Ray Atkeson was an American photographer best known for his landscape images, particularly of the American West.
He began photographing the Western landscape in 1928. As a pioneer in large-format, colour scenic photography, Ray Atkeson became a legend in his own time, having done more to promote the scenic splendour of Oregon than has any other individual photographer. Atkeson’s work has been widely exhibited across America and appeared in numerous national magazines such as National Geographic, Time, Readers Digest etc. His photography has illustrated over twenty large format books with over one million copies sold. His photographs captured 1930s fishing vessels recently adapted to use engines to women building warships for World War II. As can be seen below images, Alan Engen called Atkeson “the finest ski photographer ever.” No surprises there.
Ray was decorated with a number of awards and distinctions during his lifetime including Photographer Laureate of the State of Oregon, honorary Doctor of Fine Arts from Linfield College, Distinguished Citizen of Oregon, and the Governor’s Award for Arts in Oregon.

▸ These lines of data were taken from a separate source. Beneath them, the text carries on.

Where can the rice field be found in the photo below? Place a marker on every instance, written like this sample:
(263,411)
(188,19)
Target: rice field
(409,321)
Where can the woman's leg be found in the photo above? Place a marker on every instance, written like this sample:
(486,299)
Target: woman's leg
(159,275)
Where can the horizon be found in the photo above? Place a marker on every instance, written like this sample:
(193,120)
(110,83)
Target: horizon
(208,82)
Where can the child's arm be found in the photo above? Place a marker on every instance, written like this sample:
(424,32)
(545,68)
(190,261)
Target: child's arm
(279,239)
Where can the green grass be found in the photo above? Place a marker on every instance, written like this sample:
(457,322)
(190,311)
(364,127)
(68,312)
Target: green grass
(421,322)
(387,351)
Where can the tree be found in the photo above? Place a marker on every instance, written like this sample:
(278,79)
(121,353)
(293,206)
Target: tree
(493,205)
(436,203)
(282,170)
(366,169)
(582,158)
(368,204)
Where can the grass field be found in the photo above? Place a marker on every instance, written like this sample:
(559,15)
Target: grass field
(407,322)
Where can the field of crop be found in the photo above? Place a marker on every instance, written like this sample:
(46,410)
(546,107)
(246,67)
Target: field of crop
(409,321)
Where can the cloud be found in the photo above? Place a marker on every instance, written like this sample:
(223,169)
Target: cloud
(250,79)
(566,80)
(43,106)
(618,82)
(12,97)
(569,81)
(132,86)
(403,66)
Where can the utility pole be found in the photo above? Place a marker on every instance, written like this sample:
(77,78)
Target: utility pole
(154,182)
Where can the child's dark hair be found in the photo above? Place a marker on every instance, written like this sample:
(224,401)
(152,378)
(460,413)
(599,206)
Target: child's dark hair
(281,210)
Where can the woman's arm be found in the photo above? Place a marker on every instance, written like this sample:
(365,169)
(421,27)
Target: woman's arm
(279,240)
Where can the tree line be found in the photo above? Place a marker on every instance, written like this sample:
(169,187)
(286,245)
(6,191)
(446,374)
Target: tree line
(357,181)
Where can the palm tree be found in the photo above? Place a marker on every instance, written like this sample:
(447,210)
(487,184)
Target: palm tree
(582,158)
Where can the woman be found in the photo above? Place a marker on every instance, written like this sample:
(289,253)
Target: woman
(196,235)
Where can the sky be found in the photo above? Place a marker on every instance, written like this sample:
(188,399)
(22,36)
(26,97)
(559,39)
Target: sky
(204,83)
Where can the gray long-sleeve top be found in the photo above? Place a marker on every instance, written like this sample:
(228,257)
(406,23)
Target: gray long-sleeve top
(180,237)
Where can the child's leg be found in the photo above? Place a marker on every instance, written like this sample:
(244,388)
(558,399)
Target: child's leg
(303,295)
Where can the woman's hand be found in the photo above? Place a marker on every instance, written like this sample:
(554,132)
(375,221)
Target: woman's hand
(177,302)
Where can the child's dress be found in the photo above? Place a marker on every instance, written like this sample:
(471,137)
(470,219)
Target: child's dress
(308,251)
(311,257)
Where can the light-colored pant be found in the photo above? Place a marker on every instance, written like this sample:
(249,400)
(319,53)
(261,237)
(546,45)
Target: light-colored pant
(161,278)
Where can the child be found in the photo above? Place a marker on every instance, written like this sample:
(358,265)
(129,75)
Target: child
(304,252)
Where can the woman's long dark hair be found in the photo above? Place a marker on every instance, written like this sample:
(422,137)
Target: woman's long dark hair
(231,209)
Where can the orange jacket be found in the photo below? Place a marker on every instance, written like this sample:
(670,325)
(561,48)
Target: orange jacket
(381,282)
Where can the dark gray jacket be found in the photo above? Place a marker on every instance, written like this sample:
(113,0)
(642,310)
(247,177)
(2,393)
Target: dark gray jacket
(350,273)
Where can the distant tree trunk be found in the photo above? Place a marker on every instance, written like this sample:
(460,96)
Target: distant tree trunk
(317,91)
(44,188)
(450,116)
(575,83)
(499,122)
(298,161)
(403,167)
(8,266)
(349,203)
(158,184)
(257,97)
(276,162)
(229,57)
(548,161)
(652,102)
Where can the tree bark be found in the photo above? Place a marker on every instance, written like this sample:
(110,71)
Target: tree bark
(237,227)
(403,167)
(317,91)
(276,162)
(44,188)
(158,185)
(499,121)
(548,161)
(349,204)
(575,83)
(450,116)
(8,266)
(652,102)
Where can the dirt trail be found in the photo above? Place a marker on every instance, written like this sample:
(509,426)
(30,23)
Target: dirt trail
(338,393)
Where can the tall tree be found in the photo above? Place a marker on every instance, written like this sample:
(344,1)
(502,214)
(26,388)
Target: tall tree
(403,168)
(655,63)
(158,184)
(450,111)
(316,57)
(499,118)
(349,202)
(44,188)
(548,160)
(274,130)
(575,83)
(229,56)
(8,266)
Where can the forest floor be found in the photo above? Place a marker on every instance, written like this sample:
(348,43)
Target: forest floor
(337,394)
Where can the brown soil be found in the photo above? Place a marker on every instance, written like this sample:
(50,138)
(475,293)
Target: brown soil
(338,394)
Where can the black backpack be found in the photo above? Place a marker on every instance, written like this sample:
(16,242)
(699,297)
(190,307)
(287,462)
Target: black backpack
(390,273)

He created an archive of over 250,000 images during his career and those images are now held in the Ray Atkeson Image Archive. More of his work can be found here. From the 1930‘s through the 1950’s, Ray documented the Ski & Snow Country of the intermountain region of the Western United States. During that period of time Ray created several thousand black and white images that are now considered to be the finest privately held collection of winter and ski photography of that era. His timeless images of winter are still sought by collectors around the world.